Older cattle were not as badly affected, and the worst cases of poisoning occurred with first-calf heifers, weaners and introduced stock, including bulls.

Pimelea management strategies at ‘Southampton’ included removing stock from affected paddocks and on to mulga country where there was less risk, and weaning calves earlier (four to five months instead of seven to eight) to reduce pressure on breeders.

Severely affected stock were carefully moved to yards to reduce stress (cattle can die if they are exerted after exhibiting early signs of poisoning) where they were given three doses per day of Frusemide (a diuretic) and fed a high-protein diet with mineral supplements. (Dry urea-based loose lick is also available year-round to stock on ‘Southampton’.)

At any given time there could be up to 60 head in the yards in various stages of treatment and recovery – a labour-intensive and stressful process. “Some of these cattle lived and some didn’t, but we gave them all an equal chance. It was heartbreaking at the end of an intensive five days to then have to euthanise an animal we fought to save, knowing we could not do anything else except end their suffering,” Kylie said.

“I estimate that we had around a 50:50 success rate in our attempts to treat the sick animals, with costs per animal ranging between $250 to more than $1000 per head.”

The family have lost at least 70 head to pimelea, including 12 of 18 bulls, the majority of which were only purchased in 2016 to replace older sires.

The economic cost of pimelea has been significant, with medical and feeding costs compounded by lost productivity. There is also a chance the fertility of affected animals is compromised, so surviving bulls will be semen-tested.

“It has been exhausting – not only physically but emotionally, mentally and financially,” Kylie said, with the issue taking its toll on the family, including her three children who have been involved in all aspects of managing the outbreak.

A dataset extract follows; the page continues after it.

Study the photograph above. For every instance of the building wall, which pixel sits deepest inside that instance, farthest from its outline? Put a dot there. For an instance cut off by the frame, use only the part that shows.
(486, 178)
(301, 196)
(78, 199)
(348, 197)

“My kids won’t ever forget this experience – none of us will. It might be years between pimelea outbreaks but it is something that has a lasting impact on the producers who experience it.

“The knowledge that there could be an inoculum available in the next few years is encouraging. It would be a weight off our shoulders if we could go into the next pimelea outbreak knowing we had a tool that could protect our livestock.”